Arquerite vs Steely Gaze in Real Spaces
4 real rooms side by side. Seeing Arquerite and Steely Gaze in actual rooms makes the difference concrete; browse the spaces below to get a feel for how each color lives on a wall.
Living Room
In a living room, color works across both daylight and evening light — the same wall can read very differently at noon and at 8pm. The LRV gap is large enough that Steely Gaze will make the room feel meaningfully brighter than Arquerite would.
Bedroom
The context that matters most in a bedroom is how a color reads under a bedside lamp at night, not under noon daylight. Steely Gaze reflects noticeably more light off the walls, making the space read more open than Arquerite.
Bathroom
Bathrooms are one of the few spaces where you're genuinely enclosed by the paint color, which makes the choice between these two more consequential. Steely Gaze reflects noticeably more light off the walls, making the space read more open than Arquerite.
Front Door
A front door is a focal point — small color differences read clearly at this concentrated scale. The LRV gap is large enough that Steely Gaze will make the room feel meaningfully brighter than Arquerite would.
Color Details
Arquerite vs Steely Gaze Simulated Comparison
5 simulated room previews — drag the slider on each to see Arquerite on one side and Steely Gaze on the other.

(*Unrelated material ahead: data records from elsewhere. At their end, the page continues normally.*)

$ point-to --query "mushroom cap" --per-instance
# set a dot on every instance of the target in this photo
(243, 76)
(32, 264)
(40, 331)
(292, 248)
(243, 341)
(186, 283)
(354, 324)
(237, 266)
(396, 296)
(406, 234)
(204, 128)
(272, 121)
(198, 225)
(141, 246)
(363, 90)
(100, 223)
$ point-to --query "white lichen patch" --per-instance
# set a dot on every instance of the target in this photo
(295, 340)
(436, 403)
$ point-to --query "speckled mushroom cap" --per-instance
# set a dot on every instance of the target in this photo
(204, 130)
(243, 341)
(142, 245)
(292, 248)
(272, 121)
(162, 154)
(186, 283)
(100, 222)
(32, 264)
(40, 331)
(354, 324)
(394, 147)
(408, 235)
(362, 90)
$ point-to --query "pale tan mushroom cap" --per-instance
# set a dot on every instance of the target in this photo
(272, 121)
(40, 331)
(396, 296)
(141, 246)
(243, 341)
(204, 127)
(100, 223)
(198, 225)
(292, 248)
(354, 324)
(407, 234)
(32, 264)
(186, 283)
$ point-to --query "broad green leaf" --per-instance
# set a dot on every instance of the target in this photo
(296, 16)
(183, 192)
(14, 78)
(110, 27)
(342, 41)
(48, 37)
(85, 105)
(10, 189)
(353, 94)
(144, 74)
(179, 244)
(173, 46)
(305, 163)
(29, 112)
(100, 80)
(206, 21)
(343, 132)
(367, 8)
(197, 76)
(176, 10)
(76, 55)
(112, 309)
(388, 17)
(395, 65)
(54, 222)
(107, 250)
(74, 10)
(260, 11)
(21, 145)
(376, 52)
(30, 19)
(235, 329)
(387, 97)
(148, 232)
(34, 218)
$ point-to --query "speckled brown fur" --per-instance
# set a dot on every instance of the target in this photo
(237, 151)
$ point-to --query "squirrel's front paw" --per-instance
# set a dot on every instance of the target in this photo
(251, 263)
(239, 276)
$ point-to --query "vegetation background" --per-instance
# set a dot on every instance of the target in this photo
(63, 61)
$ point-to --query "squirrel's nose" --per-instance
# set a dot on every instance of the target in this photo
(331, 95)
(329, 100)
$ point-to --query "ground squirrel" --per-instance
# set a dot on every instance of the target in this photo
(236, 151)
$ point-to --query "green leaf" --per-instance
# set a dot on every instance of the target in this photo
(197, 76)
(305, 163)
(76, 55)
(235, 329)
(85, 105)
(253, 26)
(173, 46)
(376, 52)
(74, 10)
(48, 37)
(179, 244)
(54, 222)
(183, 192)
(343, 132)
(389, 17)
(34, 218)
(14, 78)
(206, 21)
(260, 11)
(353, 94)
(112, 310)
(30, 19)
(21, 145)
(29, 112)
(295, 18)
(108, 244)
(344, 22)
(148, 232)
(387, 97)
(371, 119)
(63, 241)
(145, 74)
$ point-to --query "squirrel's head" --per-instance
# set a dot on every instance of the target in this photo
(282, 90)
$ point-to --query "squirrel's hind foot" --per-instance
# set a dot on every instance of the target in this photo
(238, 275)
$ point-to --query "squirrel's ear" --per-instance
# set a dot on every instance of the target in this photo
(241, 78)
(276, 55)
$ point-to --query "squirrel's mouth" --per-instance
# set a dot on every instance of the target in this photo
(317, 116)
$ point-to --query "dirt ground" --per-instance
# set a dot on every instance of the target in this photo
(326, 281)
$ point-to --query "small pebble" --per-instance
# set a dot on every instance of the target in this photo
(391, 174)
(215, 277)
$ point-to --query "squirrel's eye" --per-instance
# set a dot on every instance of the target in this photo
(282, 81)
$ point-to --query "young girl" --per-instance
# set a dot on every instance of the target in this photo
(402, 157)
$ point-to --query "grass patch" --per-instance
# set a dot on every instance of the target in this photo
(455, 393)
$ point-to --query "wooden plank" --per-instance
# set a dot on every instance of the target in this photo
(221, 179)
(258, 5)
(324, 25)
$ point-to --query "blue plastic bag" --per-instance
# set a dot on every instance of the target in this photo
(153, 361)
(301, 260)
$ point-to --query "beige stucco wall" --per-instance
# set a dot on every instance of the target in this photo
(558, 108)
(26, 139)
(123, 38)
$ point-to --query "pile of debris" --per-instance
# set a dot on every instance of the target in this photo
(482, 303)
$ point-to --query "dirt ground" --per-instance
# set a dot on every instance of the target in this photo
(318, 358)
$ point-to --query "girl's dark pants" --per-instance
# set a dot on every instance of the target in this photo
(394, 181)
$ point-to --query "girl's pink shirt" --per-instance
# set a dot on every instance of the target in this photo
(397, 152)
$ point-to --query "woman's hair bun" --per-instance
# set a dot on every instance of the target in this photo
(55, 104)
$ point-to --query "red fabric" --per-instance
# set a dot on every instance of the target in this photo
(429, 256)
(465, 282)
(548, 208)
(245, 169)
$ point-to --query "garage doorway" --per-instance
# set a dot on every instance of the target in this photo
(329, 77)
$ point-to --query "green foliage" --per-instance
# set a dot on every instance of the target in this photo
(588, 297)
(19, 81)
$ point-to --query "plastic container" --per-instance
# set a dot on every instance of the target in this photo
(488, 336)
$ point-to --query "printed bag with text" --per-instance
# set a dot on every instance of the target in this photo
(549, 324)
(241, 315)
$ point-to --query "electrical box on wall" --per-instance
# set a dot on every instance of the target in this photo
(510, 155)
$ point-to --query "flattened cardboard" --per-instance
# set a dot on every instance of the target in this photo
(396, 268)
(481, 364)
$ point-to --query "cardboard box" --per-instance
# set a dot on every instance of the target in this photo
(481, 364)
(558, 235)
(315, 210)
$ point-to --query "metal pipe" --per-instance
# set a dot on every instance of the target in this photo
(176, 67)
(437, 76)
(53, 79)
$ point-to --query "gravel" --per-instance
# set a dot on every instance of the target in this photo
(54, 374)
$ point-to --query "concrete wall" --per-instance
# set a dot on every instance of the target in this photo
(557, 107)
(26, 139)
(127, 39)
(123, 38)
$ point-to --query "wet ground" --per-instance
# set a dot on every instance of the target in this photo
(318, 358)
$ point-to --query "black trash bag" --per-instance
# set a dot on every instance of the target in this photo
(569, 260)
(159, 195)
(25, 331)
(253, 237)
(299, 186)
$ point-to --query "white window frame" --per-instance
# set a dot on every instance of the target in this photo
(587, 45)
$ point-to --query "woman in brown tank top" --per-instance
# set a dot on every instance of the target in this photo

Digital color is approximate. These simulations are generated from the manufacturer's hex values and overlaid on grayscale room photos — your screen's calibration, brightness, and viewing angle all affect how they render. Before committing to either color, test physical samples in your own space under the light you actually live with.
More Arquerite comparisons
See how Arquerite stacks up against other well-photographed colors across different brands and tones.